Slogan in East Pakistan

Joy Pakistan (জয় পাকিস্তান /bn/) was a slogan used in united Pakistan after 1947. It was the East Pakistani version of the slogan Pakistan Zindabad used in West Pakistan. Many political leaders of East Pakistan used this slogan in various meetings, gatherings, statements, and speeches.

== Controversy ==
In 2014, A. K. Khandker wrote in his book 1971: Bhitore Baire that Sheikh Mujibur Rahman said Joy Pakistan after saying Joy Bangla in his March 7 speech.

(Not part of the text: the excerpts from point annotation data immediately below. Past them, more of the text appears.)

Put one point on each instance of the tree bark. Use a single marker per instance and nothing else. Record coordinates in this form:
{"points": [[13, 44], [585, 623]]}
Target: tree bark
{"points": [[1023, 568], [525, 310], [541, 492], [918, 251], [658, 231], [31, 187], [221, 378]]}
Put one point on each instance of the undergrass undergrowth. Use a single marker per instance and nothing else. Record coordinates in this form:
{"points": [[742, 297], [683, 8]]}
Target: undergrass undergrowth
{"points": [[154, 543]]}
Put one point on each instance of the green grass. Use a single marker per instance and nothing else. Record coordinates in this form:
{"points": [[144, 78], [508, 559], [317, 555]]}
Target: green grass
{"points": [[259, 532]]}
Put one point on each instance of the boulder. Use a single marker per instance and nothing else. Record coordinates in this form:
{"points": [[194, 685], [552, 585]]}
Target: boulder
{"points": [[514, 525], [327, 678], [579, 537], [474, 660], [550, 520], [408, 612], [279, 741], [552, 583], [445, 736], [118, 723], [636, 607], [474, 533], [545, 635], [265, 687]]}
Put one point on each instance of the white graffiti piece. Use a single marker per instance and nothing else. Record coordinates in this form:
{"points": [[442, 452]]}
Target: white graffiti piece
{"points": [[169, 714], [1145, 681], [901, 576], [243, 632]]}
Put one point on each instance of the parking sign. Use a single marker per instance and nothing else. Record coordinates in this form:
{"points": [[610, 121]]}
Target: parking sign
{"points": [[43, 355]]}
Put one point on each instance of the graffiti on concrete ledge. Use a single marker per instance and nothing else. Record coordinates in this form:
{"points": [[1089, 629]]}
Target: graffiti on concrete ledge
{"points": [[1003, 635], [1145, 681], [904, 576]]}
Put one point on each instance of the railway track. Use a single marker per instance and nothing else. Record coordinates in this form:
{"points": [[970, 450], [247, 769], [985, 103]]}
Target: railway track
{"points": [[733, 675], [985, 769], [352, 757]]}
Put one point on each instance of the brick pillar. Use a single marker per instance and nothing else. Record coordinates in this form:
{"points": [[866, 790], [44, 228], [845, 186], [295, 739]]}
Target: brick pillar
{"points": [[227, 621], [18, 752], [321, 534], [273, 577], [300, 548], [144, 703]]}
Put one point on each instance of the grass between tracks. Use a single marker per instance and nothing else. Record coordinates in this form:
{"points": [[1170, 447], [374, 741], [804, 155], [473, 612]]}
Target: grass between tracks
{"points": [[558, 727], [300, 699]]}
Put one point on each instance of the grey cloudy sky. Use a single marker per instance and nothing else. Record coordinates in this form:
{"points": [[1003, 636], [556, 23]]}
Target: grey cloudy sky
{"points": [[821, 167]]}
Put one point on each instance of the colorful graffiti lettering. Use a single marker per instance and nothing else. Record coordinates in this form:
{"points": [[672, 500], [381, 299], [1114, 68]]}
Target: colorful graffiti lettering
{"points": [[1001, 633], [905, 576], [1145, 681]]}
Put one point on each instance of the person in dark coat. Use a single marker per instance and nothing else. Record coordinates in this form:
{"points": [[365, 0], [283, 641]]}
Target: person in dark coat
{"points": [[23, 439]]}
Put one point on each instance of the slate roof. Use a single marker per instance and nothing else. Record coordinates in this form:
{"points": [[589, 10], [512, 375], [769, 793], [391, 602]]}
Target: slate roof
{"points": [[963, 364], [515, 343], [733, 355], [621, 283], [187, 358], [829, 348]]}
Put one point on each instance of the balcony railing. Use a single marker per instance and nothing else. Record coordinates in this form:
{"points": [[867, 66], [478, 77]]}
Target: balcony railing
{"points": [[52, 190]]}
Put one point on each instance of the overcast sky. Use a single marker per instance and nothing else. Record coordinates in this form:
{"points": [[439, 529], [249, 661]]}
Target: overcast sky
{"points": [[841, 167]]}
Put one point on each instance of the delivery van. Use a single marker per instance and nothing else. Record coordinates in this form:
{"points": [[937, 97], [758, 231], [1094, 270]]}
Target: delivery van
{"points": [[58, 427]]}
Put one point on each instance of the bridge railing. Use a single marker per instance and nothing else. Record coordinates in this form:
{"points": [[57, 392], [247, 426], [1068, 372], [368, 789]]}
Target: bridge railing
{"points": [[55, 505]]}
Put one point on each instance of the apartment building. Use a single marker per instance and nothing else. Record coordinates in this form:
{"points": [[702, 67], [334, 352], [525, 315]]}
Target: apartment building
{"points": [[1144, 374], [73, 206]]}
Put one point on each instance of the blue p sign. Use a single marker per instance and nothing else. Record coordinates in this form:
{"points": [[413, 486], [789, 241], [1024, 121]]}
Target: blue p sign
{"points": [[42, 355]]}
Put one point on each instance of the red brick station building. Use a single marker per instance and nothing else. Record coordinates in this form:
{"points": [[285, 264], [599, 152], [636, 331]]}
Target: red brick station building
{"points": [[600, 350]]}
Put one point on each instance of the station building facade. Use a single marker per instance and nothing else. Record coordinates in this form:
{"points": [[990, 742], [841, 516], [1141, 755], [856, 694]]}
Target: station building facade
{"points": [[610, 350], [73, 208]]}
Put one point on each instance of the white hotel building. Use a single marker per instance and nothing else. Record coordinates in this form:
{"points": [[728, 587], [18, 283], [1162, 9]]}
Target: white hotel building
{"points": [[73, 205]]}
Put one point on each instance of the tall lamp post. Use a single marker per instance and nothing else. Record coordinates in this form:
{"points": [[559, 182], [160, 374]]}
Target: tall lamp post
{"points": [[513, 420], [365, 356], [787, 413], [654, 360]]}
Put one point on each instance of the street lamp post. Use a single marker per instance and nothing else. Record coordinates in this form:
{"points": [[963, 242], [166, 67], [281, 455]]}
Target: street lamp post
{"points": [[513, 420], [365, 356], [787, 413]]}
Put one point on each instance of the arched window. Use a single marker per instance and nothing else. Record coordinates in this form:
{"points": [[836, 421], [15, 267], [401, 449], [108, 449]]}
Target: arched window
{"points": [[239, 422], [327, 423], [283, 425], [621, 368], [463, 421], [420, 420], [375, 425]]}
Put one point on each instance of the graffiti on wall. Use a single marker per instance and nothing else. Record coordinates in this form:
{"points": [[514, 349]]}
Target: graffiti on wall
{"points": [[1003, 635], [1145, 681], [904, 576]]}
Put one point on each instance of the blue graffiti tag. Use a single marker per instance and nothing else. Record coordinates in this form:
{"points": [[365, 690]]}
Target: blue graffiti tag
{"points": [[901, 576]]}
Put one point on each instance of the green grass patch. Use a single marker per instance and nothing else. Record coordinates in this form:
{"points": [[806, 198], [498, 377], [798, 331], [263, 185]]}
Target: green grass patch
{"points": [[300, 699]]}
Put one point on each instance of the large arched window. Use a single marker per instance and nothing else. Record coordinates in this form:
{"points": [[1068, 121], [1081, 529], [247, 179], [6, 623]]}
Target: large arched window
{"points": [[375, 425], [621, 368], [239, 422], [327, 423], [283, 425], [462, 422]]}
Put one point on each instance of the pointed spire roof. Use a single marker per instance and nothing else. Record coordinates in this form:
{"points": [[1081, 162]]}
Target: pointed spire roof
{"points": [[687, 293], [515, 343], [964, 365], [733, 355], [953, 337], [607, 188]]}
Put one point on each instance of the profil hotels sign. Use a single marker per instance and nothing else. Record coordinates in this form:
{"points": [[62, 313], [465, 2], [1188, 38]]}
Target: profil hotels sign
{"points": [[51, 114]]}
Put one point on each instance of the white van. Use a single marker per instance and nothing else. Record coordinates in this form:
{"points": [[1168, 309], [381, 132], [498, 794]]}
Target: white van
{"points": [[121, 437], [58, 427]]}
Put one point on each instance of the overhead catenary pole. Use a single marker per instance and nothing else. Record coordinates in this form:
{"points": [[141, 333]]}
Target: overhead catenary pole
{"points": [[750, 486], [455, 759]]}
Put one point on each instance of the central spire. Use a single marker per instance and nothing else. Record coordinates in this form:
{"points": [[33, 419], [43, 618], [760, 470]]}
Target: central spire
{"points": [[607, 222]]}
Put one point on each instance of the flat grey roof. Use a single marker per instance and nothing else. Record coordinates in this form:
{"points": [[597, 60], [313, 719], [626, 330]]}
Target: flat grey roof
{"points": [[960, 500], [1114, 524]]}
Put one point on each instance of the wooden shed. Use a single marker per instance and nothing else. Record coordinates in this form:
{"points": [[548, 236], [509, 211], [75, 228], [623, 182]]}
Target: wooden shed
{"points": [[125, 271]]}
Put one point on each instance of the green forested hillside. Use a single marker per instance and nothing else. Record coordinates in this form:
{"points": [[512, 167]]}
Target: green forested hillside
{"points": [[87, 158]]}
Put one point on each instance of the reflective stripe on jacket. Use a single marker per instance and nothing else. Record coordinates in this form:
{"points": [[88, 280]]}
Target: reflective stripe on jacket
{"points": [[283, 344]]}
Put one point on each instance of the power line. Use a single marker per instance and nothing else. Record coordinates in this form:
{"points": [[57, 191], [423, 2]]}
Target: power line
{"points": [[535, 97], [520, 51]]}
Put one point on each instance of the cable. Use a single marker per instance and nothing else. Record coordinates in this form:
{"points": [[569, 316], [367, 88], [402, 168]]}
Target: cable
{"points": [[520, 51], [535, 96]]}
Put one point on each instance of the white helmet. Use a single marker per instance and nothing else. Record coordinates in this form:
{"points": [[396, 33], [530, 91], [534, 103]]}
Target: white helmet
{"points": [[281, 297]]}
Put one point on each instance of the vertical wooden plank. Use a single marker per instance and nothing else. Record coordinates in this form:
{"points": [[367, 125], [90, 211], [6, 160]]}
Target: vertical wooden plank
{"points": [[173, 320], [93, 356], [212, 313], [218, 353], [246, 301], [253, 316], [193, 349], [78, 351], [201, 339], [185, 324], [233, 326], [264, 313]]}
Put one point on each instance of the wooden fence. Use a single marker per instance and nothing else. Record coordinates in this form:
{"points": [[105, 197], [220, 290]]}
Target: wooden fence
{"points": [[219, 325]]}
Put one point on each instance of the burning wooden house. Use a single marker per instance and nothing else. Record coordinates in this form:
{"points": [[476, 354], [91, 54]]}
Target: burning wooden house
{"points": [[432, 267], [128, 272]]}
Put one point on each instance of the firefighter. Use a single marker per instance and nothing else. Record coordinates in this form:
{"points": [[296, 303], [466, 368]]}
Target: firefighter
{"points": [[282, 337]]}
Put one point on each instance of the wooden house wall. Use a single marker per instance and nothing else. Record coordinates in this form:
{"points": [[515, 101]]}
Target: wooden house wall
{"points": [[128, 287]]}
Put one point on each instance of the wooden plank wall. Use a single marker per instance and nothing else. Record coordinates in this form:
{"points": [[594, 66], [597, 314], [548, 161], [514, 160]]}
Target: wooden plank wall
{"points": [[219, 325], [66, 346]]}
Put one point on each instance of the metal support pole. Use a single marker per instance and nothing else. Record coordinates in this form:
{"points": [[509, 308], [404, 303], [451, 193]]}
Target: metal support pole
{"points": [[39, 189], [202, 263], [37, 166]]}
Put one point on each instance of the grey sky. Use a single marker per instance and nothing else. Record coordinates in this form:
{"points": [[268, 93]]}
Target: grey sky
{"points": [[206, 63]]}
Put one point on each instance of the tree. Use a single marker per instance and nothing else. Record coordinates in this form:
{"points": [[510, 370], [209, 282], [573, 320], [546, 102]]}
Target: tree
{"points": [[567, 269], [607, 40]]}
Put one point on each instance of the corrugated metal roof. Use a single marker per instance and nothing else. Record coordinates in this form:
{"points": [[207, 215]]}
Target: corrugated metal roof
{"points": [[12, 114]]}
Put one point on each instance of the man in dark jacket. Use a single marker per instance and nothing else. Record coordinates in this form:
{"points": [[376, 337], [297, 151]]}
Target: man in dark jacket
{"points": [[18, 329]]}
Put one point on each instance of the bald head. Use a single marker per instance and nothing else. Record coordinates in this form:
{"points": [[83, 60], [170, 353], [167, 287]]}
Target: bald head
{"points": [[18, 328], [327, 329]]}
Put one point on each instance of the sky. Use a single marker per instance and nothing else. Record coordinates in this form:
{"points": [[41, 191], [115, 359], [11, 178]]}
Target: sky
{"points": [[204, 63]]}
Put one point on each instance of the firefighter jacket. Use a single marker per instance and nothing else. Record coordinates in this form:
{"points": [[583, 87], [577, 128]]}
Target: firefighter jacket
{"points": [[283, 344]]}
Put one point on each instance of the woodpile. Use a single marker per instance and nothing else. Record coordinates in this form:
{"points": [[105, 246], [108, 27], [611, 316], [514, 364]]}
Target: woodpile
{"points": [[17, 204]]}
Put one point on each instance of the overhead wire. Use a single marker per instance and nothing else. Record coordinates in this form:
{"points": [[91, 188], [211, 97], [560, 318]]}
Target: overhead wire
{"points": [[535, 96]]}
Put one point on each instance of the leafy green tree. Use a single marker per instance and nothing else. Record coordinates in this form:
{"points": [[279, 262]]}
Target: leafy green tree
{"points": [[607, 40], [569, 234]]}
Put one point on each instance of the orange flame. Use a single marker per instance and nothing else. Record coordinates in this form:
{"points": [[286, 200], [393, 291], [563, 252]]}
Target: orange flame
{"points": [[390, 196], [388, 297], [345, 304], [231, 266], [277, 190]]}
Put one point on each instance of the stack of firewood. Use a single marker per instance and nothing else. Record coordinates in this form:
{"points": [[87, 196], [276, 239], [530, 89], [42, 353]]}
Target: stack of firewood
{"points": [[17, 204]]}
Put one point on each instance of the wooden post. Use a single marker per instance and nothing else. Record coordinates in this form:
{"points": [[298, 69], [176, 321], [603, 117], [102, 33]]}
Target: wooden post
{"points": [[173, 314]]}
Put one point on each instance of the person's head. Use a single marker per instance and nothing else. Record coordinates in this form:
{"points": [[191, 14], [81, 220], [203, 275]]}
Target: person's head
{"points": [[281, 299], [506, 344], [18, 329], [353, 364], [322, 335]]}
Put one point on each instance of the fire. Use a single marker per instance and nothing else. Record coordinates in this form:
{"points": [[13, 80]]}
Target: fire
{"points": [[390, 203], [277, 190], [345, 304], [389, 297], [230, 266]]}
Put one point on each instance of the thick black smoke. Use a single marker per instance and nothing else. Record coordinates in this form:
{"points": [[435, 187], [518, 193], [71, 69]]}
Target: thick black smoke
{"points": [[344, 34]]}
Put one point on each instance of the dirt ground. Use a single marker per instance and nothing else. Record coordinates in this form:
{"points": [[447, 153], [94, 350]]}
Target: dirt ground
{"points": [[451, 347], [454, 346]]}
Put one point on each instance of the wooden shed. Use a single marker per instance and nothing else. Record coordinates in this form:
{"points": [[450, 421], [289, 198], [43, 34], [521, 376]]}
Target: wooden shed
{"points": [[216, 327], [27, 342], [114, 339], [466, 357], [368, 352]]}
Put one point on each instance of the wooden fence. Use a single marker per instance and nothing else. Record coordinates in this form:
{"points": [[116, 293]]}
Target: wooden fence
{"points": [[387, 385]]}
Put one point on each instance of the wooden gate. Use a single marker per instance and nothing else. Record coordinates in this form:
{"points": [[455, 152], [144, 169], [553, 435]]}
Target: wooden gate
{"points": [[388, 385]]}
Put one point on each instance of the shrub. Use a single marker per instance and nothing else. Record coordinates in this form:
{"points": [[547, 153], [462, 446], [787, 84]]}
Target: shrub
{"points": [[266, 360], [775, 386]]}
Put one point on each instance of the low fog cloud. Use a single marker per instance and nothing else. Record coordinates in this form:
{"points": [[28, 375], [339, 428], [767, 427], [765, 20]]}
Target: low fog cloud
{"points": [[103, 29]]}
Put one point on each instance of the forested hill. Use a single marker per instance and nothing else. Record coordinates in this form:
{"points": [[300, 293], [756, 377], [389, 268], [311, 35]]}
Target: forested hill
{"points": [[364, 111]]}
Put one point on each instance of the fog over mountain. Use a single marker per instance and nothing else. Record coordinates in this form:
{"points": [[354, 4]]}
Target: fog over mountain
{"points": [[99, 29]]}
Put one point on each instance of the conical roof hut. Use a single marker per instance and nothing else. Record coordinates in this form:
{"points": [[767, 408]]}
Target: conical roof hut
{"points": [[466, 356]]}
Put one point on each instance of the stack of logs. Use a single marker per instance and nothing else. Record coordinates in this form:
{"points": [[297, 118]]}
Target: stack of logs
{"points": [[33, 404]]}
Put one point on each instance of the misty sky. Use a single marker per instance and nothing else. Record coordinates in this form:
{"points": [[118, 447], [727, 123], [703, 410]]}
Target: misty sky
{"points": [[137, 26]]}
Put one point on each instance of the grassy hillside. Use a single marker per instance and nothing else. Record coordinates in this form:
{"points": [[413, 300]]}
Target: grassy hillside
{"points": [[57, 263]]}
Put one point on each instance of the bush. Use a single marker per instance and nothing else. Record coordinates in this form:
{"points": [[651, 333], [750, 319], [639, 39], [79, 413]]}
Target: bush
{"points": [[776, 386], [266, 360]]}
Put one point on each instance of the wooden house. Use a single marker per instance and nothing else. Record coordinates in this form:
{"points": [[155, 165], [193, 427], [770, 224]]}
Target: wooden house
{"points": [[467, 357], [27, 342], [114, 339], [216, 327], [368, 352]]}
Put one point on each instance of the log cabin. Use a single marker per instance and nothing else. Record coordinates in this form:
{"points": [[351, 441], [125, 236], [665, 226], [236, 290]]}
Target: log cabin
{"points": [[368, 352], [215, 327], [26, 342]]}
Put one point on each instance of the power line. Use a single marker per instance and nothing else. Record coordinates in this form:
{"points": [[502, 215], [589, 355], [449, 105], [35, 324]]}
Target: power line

This writing sparked widespread controversy among various groups, including leaders of the then-ruling Awami League government. In 2019, Khondkar officially apologized and described the information he had given as incorrect. Oli Ahad also expressed the same claim in his book.

In support of the claim that Joy Pakistan was said in the March 7 speech, Badruddin Umar expressed agreement in his book written in 1996, while Neelima Ibrahim disagreed in her book. Between 2011 and 2014, Pakistan’s High Commissioner to Bangladesh, Afrasiab Mehdi Hashmi, wrote in his book 1971 Fact and Fiction: Views and Perceptions in Pakistan, India and Bangladesh that Pakistan Zindabad, not Joy Pakistan, was said at the end of Sheikh Mujib’s March 7 speech. Pakistani writer Taj Hashmi also supported the opinion that Sheikh Mujib said Joy Pakistan on March 7. Haq Nawaz Akhtar showed the same view.

Humayun Ahmed said in the introduction to his book Jochona O Jononir Golpo, "The same thing is true of the famous speech of the Father of the Nation, Bangabandhu Sheikh Mujibur Rahman on March 7. In the first edition of Justice Muhammad Habibur Rahman's famous book Bangladesh Tarikh, he mentioned that at the end of the speech, Sheikh Mujibur Rahman said 'Joy Bangla. Joy Pakistan'. In the second edition, he omitted the part 'joy Pakistan'. In the autobiography written by poet Shamsur Rahman, which is serially published in the Daily Janakantha under the title 'Written in the Dust of Time', he also says that Sheikh Mujibur Rahman's last words were 'joy Pakistan'. I have heard such things from many others who are people of the Awami ideology. The problem is that I myself searched all the newspapers of March 8 and 9 and did not find any such information. Then why is a wrong idea being spread? If Bangabandhu said 'joy Pakistan', then there is nothing wrong with it. He must have thought about what he said. He said it with sincerity. He has to keep the path of dialogue open with Pakistan. He has to take his time. He was not in a position to declare war on March 7. I think Bangabandhu's March 7 speech is more important than the Gettysburg Address. It is not permissible to have any ambiguity here."

Ajoy Roy and his son Abhijit Roy held the opposite view.

It is mentioned in weekly newspaper Desh, vol 38 part 3 of 1971 disagreed with the claim. Raisuddin Arif agreed that Mujib uttered Joy Pakistan. Muhammad Hannan also supported this. Khandakar Kamrul Huda disagreed this claim.